17.11.2018

Od Adama CD Viktora

-Ok, no to po pierwsze: kogo masz na myśli, mówiąc "chroniony przez nas". Po drugie, co niby mam zrobić?-zapytałem.
-Na pierwsze pytanie nawet nie licz, że ci odpowiem. Ty po prostu masz zrobić, co do ciebie należy. A musisz po prostu odnaleźć pewnego człowieka i wziąć od niego coś, co przekażesz mi-wyjaśnił mężczyzna.
-Czyli mam wrócić tam i jeszcze raz potem wyjść z getta?-upewniłem się.
-Dokładnie tak-odparł.
-Nie no, ty chyba sobie ze mnie żartujesz. Mam tak ryzykować, nie wiedząc nawet dla kogo?
-Dla mnie, Viktora. I tyle powinno ci wystarczyć, Adamie-powiedział, po czym po raz kolejny dziwnie się do mnie uśmiechnął. Postanowiłem to jednak zignorować.
-A jeśli jednak zmienię zdanie?-zapytałem.
-Władze niemieckie nie potrzebują zbyt wielu dowodów, aby kogoś skazać. Można iść siedzieć nawet za niewinność. A ty akurat nie jesteś niewinny, bo bezprawnie opuściłeś getto, co chyba jest dość dużym przewinieniem-odparł Viktor, patrząc na mnie chyba z lekką ciekawością.
-Grozisz mi?-zapytałem, nie dowierzając własnym uszom.
-Tylko uprzejmie zapoznaję z faktami-powiedział mężczyzna.
-Czyli grozisz-odparłem.
-Nazywaj to jak chcesz-odpowiedział Viktor. W odpowiedzi westchnąłem. Mężczyzna skręcił w kolejną alejkę. Nadal byliśmy w miejscu, gdzie nie było zbyt wielu ludzi. To akurat było logiczne, w końcu Viktor nie chciał zapewne, aby o tej sprawie dowiedział się ktokolwiek inny.
-Niech więc będzie. Podaj mi jakieś dane tego gościa, gdzie go znajdę i co mam od niego wziąć-powiedziałem po długiej chwili milczenia.
-Hola, hola, wszystko w swoim czasie, dziuniek! Domyślam się, że nie przeskoczysz teraz tak sobie przez ten mur. Pewnie wrócisz tam w nocy, co?-zapytał Viktor.
-To chyba logiczne. Nie jestem samobójcą-odparłem.
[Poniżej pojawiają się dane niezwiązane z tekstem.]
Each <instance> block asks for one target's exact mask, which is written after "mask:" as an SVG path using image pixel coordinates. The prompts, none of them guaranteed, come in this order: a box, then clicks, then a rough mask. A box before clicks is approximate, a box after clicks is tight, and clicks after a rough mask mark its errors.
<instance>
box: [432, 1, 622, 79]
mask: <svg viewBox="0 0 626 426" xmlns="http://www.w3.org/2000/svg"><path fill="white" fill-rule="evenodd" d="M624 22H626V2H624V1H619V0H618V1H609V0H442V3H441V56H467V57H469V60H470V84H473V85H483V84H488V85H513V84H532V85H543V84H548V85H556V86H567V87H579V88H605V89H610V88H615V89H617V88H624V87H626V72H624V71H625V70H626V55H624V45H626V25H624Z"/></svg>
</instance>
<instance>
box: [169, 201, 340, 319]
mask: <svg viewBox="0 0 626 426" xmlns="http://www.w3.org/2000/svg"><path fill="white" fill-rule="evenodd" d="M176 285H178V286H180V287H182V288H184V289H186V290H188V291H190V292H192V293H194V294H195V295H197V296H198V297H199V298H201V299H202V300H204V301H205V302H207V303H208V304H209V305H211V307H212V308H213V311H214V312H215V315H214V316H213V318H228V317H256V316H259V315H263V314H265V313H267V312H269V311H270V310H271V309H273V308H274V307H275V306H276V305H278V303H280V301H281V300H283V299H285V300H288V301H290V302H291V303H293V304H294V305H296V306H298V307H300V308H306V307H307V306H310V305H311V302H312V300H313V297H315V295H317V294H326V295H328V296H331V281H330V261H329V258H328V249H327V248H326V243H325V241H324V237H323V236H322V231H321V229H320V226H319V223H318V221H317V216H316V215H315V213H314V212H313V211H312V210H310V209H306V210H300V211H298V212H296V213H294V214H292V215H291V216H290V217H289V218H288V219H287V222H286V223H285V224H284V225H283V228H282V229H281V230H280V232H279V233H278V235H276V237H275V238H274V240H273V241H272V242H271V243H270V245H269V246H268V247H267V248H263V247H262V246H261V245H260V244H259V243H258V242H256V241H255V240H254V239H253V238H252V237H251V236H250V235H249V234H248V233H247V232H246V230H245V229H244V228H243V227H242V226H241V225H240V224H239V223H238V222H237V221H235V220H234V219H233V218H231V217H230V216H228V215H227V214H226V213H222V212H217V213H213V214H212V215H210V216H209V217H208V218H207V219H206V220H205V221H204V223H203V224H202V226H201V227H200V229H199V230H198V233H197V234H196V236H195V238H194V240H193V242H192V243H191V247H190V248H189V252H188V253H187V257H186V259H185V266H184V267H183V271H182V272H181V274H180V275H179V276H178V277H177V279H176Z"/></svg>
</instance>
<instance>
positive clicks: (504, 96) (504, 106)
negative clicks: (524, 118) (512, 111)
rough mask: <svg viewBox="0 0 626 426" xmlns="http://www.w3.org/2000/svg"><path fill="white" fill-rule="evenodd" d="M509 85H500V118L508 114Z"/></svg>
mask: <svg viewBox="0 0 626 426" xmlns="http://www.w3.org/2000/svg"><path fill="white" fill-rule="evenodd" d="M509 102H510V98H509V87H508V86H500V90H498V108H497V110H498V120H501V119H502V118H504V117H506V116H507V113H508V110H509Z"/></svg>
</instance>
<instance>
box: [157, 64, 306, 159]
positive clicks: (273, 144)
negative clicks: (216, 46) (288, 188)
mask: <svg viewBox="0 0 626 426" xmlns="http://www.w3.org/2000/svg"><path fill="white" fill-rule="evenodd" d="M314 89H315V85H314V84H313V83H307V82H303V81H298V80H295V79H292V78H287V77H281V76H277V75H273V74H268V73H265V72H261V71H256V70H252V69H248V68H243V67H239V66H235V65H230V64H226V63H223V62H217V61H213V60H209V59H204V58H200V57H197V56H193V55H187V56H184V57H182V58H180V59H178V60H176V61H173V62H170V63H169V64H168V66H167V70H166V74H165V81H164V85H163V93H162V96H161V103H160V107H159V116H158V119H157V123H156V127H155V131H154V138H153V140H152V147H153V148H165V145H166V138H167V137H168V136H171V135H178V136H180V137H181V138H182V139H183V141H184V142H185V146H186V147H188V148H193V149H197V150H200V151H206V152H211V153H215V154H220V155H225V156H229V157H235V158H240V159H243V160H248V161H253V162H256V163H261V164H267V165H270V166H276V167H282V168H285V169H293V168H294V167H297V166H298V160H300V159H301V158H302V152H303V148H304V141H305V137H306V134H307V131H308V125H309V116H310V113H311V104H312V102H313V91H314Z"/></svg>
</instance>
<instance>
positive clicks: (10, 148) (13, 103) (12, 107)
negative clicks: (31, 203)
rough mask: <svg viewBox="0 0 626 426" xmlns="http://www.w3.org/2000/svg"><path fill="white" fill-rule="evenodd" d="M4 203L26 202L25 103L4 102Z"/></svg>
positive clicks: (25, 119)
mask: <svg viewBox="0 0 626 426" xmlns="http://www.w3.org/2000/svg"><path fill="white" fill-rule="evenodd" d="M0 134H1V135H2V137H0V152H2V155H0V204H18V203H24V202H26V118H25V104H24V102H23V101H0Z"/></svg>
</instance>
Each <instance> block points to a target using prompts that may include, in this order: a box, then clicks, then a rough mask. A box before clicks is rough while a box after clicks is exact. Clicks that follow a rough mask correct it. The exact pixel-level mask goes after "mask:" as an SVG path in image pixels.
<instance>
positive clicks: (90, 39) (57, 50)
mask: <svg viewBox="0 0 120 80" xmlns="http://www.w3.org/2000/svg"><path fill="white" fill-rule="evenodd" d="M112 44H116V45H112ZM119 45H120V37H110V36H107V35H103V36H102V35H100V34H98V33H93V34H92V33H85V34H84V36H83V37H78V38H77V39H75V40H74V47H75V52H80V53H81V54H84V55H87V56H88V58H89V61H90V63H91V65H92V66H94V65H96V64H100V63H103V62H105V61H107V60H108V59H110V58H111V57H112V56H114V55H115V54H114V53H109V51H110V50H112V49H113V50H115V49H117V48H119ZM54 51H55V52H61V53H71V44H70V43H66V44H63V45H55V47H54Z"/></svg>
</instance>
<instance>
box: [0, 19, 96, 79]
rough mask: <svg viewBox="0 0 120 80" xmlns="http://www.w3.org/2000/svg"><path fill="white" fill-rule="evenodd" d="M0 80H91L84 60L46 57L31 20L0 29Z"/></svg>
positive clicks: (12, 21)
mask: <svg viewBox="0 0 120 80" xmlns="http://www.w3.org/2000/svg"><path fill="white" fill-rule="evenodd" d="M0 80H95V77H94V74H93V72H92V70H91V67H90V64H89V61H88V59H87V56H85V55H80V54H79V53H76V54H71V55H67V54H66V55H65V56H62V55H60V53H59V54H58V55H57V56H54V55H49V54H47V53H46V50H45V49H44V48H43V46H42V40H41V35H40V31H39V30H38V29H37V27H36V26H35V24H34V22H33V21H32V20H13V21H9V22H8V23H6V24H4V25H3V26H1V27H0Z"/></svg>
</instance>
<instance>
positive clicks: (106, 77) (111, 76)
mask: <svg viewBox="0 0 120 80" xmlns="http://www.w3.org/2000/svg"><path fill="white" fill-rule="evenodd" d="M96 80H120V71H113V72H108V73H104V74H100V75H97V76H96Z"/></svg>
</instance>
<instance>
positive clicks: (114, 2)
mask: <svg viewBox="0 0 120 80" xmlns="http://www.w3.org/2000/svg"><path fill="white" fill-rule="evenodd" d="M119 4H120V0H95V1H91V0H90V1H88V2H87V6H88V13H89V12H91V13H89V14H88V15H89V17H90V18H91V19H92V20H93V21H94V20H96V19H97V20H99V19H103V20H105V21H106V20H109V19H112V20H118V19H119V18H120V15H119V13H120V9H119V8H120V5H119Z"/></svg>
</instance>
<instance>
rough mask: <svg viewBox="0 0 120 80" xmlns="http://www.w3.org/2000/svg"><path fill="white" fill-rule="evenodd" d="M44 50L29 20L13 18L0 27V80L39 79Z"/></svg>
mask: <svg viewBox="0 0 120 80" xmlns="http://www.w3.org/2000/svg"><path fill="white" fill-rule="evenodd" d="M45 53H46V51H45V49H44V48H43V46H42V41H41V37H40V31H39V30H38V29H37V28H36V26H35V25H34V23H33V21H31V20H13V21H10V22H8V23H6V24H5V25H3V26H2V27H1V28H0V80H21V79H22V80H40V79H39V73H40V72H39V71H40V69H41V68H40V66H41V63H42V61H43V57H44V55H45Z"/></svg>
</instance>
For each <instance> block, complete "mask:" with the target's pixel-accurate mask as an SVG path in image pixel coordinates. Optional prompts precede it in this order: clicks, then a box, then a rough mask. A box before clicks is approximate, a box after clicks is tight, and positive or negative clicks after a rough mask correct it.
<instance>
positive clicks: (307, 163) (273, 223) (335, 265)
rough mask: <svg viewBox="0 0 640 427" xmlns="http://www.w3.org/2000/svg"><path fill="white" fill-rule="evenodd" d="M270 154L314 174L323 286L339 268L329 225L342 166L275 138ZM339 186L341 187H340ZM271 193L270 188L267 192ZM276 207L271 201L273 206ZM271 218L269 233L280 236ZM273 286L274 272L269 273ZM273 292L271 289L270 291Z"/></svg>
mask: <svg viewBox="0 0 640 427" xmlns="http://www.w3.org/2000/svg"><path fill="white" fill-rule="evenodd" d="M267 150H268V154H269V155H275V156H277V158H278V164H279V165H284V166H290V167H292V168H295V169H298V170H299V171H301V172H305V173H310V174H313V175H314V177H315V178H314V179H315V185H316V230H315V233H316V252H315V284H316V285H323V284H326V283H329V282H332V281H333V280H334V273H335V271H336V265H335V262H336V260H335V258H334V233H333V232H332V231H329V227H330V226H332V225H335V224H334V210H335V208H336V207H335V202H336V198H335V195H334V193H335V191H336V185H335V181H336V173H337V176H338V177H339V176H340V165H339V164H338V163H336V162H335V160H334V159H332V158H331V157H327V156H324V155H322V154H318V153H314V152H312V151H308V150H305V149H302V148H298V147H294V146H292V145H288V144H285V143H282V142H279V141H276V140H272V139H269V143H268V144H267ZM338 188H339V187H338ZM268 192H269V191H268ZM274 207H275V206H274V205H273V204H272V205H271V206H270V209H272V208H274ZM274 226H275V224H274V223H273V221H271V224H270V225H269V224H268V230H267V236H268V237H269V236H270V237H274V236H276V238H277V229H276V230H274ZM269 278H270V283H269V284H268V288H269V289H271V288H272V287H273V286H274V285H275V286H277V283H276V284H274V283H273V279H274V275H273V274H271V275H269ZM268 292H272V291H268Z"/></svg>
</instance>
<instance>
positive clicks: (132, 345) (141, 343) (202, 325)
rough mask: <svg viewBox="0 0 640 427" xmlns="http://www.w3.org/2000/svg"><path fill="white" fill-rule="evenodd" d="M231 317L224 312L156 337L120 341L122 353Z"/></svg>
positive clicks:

-Czyli mamy jeszcze pół dnia, zanim będę ci musiał zdradzić tę informację-zauważył mężczyzna.
-Ale chyba nie zamierzasz pół dnia łazić sobie po tych uliczkach? I skąd wiesz, że potem na siebie trafimy?-spytałem.
-To proste. Cały czas będziemy razem-wyjaśnił Viktor.
-Co?
-Będziesz mi towarzyszył, dziuniek. Muszę się przekonać, czy nadajesz się na tę misję-powiedział Viktor.
-Czy to żart? Co niby miałbym zrobić? To dla ciebie za mało, że w ogóle zgadzam się tak ryzykować?-zapytałem. Zatrzymałem się i skrzyżowałem ręce.